For 13 years she relished her job as principal of the Holy Family senior school in Ennis, Co Clare. "I really loved my job but the demands became insatiable," Ms Cooney, who decided to quit last year at 57, told the Irish Independent.
She oversaw major changes in the school with a much more diverse intake including children with special needs, children from overseas and more Traveller children.
She could proudly claim "there was never a day I did not love being in school". But the administrative and paper workload piled up with a raft of new policies and procedures. She was assisted by a middle-management structure, which she regards as crucial to the success of a school.
She believes the moratorium will have a major negative impact unless eased or reversed.
When the ban was announced she said she knew it was time to go: "It's a job for a younger person with more energy."

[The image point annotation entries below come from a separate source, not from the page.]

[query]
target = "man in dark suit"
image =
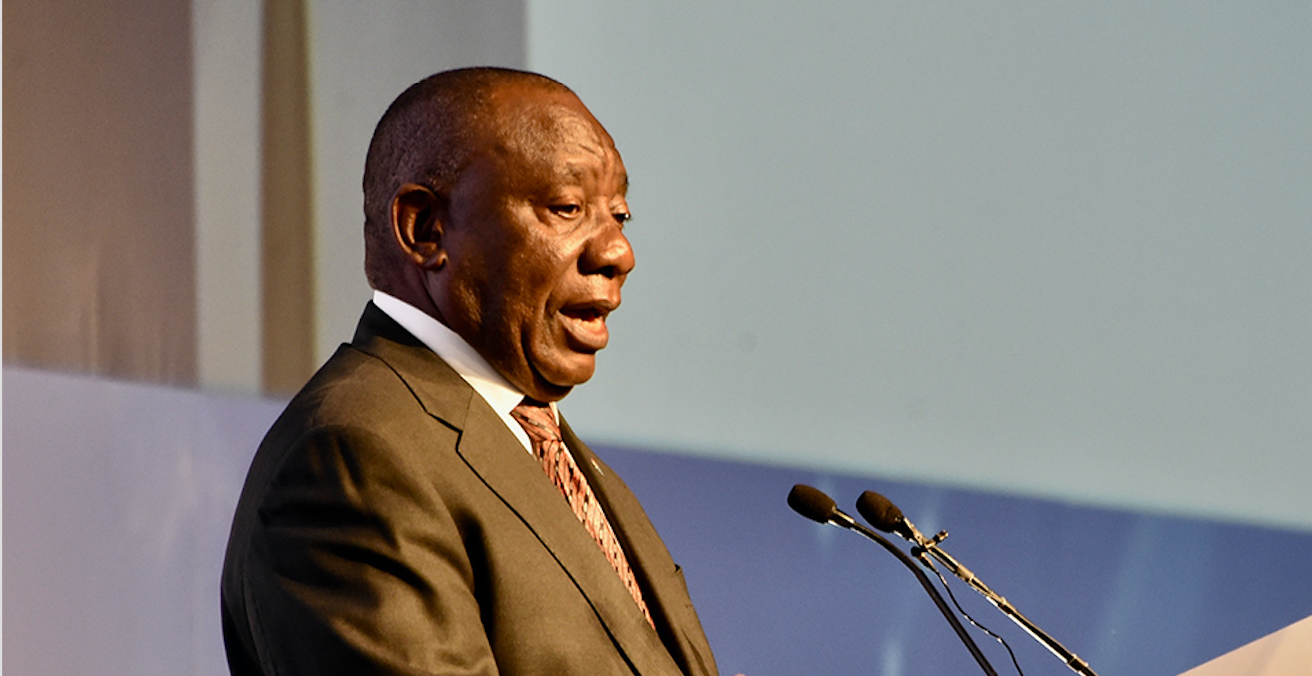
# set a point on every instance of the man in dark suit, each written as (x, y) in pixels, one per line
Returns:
(416, 509)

A classroom teacher for 25 years before becoming principal, she is not surprised at the fall in applications for the post of principal. "I would love to see younger teachers go for the job of principal, but they would not want to be saddled with it all their working lives," she said.
There is little provision to allow principals return to teaching jobs.
Ms Cooney believes principals should be appointed on a fixed-term contract.
"It should not be a life sentence," she stressed.